Daß Mitarbeiter in Funktionen wie Herr Stolpe mit hochrangigen Staatsvertretern und auch mit der Stasi sprachen, kann nur jemanden verwundern, der von den 40 Jahren DDR keine Ahnung hat.

Wie viele Gespräche unser ehemaliger Propst Brinksmeier geführt hat, wird er vermutlich nicht mal selbst genau sagen können – schon gar nicht, was darüber schriftlich festgehalten wurde. Die Bewertung dieser Begegnungen bleibt eine Vertrauensfrage – für mich ist sie zum Beispiel in diesen Fällen überhaupt keine Frage.

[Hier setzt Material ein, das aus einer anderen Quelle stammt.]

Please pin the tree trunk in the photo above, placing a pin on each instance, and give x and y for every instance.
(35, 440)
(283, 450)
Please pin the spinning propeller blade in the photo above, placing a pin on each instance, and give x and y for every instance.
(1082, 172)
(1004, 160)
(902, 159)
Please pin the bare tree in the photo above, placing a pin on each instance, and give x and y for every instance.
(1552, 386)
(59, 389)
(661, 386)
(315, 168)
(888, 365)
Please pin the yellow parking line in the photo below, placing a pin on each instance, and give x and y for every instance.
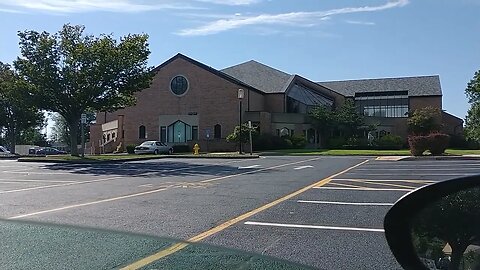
(179, 246)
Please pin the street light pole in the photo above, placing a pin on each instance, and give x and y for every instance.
(241, 94)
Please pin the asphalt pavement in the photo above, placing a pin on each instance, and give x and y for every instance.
(324, 212)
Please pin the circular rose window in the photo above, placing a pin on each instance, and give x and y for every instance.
(179, 85)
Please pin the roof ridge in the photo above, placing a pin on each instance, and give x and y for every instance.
(259, 63)
(382, 78)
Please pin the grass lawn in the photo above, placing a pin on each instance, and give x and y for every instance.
(346, 152)
(120, 157)
(462, 152)
(88, 158)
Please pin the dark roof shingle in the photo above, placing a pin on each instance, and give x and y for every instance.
(260, 76)
(416, 86)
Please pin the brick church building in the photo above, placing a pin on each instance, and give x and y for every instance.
(190, 102)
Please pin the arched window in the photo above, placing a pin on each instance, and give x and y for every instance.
(217, 131)
(142, 132)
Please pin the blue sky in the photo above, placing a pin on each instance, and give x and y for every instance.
(319, 39)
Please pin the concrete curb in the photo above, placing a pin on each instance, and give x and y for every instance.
(134, 159)
(441, 158)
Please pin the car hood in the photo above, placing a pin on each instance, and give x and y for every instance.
(32, 245)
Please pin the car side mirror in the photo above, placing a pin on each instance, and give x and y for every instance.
(437, 226)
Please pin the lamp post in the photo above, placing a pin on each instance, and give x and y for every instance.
(241, 94)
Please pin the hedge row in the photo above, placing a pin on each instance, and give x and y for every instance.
(436, 143)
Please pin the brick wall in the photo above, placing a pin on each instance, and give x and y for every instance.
(209, 96)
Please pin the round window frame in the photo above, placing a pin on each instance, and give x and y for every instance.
(186, 90)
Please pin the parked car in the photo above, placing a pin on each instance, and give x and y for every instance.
(153, 147)
(49, 151)
(4, 151)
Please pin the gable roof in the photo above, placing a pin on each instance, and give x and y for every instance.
(260, 76)
(207, 68)
(416, 86)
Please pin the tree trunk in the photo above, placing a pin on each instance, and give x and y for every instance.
(73, 127)
(12, 139)
(457, 255)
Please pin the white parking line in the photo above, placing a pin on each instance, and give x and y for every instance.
(248, 167)
(415, 169)
(40, 181)
(313, 227)
(365, 189)
(303, 167)
(378, 180)
(346, 203)
(423, 174)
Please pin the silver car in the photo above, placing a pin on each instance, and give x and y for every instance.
(153, 147)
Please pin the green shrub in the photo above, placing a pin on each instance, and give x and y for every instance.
(418, 144)
(390, 142)
(181, 148)
(438, 143)
(336, 142)
(131, 148)
(269, 142)
(298, 141)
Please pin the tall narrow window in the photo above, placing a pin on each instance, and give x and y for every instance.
(163, 134)
(142, 132)
(217, 131)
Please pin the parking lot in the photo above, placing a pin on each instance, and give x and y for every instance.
(326, 212)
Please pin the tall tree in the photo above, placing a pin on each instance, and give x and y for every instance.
(74, 72)
(472, 121)
(61, 132)
(17, 113)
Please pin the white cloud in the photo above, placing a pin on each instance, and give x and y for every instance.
(77, 6)
(231, 2)
(360, 22)
(292, 18)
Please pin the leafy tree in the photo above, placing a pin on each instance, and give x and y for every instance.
(235, 136)
(424, 121)
(472, 121)
(33, 136)
(17, 113)
(73, 72)
(454, 219)
(61, 132)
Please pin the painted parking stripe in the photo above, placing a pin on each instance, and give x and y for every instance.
(346, 203)
(416, 169)
(344, 185)
(424, 174)
(364, 189)
(199, 237)
(378, 180)
(92, 181)
(312, 227)
(303, 167)
(248, 167)
(39, 181)
(385, 184)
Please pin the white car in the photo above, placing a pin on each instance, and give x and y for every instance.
(153, 147)
(4, 151)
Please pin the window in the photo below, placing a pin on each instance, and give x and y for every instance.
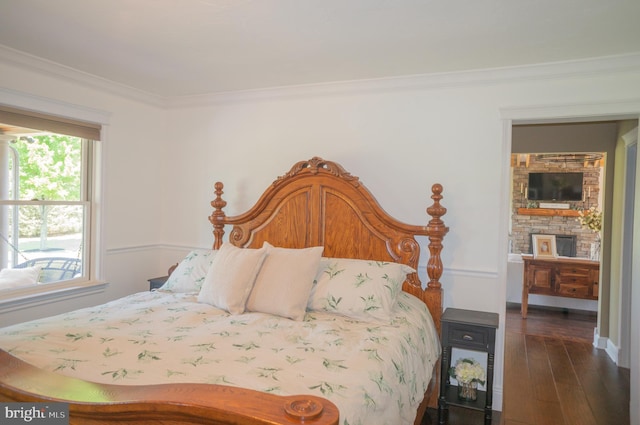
(46, 205)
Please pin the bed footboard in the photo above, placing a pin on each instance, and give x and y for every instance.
(93, 403)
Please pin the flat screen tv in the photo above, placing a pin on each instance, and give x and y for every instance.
(555, 186)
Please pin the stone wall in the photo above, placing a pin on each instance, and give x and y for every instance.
(523, 225)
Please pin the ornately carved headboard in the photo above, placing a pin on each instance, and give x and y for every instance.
(319, 203)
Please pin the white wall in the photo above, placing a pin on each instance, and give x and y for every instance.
(399, 136)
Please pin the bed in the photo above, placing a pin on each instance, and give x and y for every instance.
(315, 218)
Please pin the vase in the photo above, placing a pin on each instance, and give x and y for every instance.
(468, 391)
(594, 254)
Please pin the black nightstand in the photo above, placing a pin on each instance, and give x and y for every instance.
(469, 330)
(157, 282)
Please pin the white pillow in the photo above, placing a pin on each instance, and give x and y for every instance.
(16, 278)
(360, 289)
(284, 282)
(190, 273)
(231, 277)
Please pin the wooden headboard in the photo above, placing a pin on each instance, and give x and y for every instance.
(318, 203)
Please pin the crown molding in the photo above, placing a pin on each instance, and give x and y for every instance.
(567, 69)
(49, 68)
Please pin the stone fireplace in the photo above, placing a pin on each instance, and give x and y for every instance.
(572, 240)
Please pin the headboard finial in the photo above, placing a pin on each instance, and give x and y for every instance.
(217, 216)
(437, 230)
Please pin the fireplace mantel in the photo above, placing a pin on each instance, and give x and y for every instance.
(549, 212)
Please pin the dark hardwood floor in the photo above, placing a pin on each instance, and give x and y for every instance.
(553, 375)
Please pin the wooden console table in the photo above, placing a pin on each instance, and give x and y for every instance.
(559, 277)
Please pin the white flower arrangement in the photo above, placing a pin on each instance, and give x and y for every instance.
(591, 219)
(468, 370)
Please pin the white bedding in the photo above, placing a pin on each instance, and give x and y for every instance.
(375, 373)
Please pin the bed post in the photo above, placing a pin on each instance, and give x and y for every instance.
(436, 230)
(217, 216)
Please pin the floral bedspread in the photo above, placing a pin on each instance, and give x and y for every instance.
(375, 373)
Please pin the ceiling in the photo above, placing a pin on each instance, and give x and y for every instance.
(172, 48)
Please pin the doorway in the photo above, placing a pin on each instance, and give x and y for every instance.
(573, 114)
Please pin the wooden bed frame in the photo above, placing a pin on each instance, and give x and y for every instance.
(316, 203)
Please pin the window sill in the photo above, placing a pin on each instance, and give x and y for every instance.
(39, 295)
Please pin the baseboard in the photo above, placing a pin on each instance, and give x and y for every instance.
(607, 345)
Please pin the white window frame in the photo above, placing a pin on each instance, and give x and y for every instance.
(92, 282)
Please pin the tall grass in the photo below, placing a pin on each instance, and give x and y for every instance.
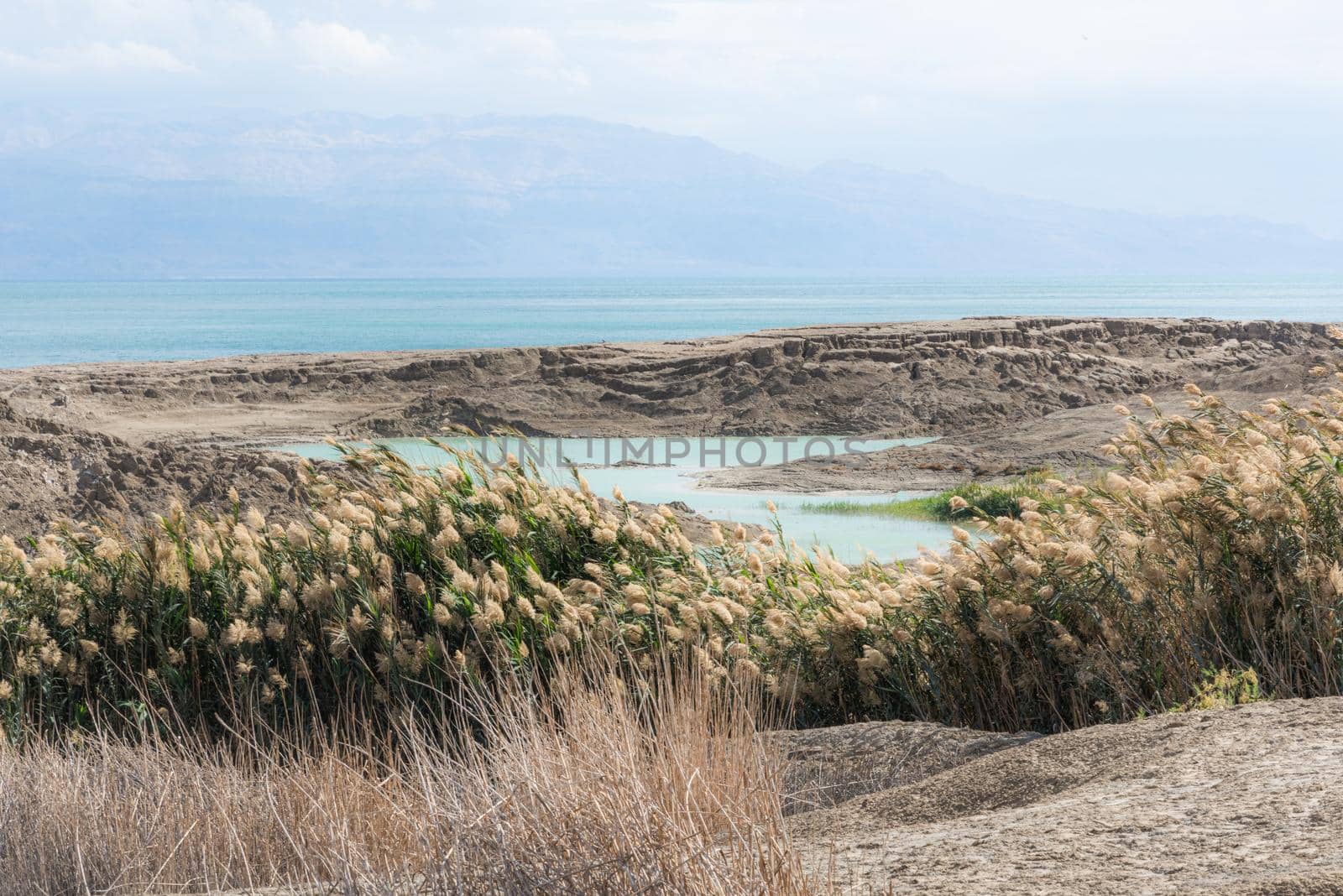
(1215, 544)
(598, 789)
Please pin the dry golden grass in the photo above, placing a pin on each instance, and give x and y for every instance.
(664, 793)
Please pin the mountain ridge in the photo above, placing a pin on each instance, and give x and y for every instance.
(339, 194)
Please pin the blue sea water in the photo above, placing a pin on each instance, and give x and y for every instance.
(69, 322)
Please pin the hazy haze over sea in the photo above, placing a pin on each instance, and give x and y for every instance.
(105, 320)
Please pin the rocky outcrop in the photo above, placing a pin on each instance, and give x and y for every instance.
(899, 378)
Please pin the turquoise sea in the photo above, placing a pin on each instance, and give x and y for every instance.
(669, 477)
(69, 322)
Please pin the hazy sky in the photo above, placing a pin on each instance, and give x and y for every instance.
(1177, 107)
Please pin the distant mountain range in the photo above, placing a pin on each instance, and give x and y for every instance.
(340, 195)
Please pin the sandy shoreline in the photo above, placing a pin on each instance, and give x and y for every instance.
(1004, 393)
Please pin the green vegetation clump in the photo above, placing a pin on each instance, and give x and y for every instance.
(1215, 542)
(960, 502)
(1225, 688)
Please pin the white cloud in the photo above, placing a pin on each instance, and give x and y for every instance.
(97, 58)
(252, 20)
(333, 47)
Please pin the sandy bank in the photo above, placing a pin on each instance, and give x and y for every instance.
(1006, 393)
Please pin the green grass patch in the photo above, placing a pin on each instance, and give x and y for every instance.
(993, 501)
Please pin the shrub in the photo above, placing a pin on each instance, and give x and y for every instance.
(960, 502)
(1215, 544)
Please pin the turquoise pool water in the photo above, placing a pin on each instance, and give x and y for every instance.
(671, 477)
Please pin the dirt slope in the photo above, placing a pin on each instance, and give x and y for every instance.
(897, 378)
(1239, 801)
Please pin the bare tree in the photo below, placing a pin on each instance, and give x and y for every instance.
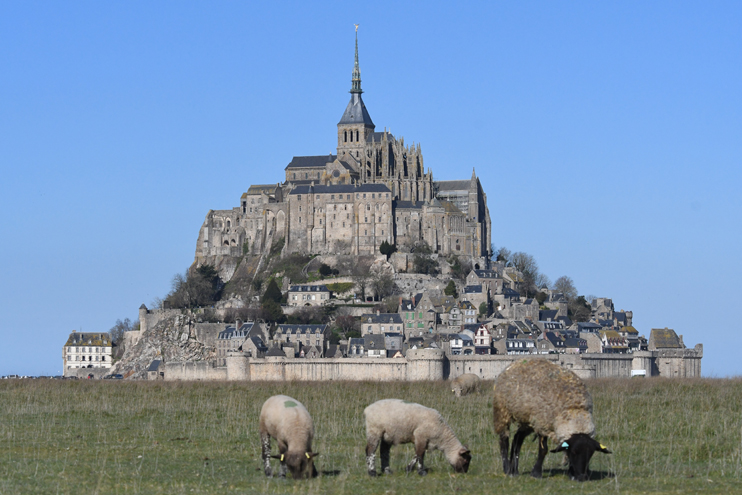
(566, 286)
(382, 284)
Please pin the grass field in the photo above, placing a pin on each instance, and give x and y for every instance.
(79, 437)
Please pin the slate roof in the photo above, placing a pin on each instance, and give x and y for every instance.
(450, 207)
(259, 344)
(379, 136)
(410, 304)
(310, 161)
(473, 289)
(309, 288)
(381, 318)
(547, 314)
(453, 185)
(355, 112)
(665, 338)
(89, 338)
(340, 188)
(232, 333)
(407, 205)
(261, 189)
(301, 329)
(275, 351)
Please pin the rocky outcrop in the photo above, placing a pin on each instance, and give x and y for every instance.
(173, 338)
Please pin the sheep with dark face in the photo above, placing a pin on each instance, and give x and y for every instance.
(289, 422)
(465, 384)
(393, 422)
(551, 401)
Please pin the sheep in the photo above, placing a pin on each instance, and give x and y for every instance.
(289, 422)
(393, 422)
(465, 384)
(545, 398)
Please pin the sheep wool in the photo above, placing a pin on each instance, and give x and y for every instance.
(551, 399)
(394, 421)
(288, 421)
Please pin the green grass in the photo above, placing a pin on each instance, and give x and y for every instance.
(143, 437)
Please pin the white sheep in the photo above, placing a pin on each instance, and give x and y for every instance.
(393, 422)
(289, 422)
(545, 398)
(465, 384)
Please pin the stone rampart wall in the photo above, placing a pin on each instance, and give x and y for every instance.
(431, 364)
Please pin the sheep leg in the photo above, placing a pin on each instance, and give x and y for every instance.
(504, 448)
(282, 449)
(520, 435)
(543, 449)
(384, 451)
(419, 459)
(265, 442)
(371, 444)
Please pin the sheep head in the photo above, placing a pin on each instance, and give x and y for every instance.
(462, 462)
(300, 464)
(580, 449)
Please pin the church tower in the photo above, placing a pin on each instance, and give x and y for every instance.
(356, 125)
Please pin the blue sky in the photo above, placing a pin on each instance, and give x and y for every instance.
(607, 136)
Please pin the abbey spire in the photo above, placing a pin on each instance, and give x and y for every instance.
(355, 126)
(356, 79)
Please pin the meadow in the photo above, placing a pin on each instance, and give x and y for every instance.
(667, 436)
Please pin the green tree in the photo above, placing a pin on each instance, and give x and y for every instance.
(387, 249)
(423, 261)
(325, 270)
(450, 289)
(579, 309)
(272, 311)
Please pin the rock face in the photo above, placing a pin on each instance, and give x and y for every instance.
(173, 338)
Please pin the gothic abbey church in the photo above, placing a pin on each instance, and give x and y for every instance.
(375, 189)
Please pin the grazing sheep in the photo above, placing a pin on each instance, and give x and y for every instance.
(289, 422)
(393, 422)
(545, 398)
(465, 384)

Wer die Bewertung über den Inhalt von Gesprächen ausschließlich den Stasi – Offizieren überlässt, betreibt nachträgliche Geschichtsfälschung – das müsste jedem klar sein, der sich noch daran erinnert, wie erfolgsorientiert und politisch – einseitig hier zu Lande Berichte überall geschrieben wurden: Ob Rechenschafts- oder Wirtschaftsberichte, Brigadetagebücher oder Zeitungen. Warum wird dann heute den Aufzeichnungen von Stasi – Leuten manchmal der Wahrheitsgehalt des reinen Evangeliums zugeschrieben?

WEM NÜTZT DAS???

Ich finde, daß dies eine überaus wichtige Frage ist und imgrunde ist sie nicht sonderlich schwer zu beantworten: Wer hat ein Interesse daran, die Kirche, besonders die evangelische, in Misskredit zu bringen?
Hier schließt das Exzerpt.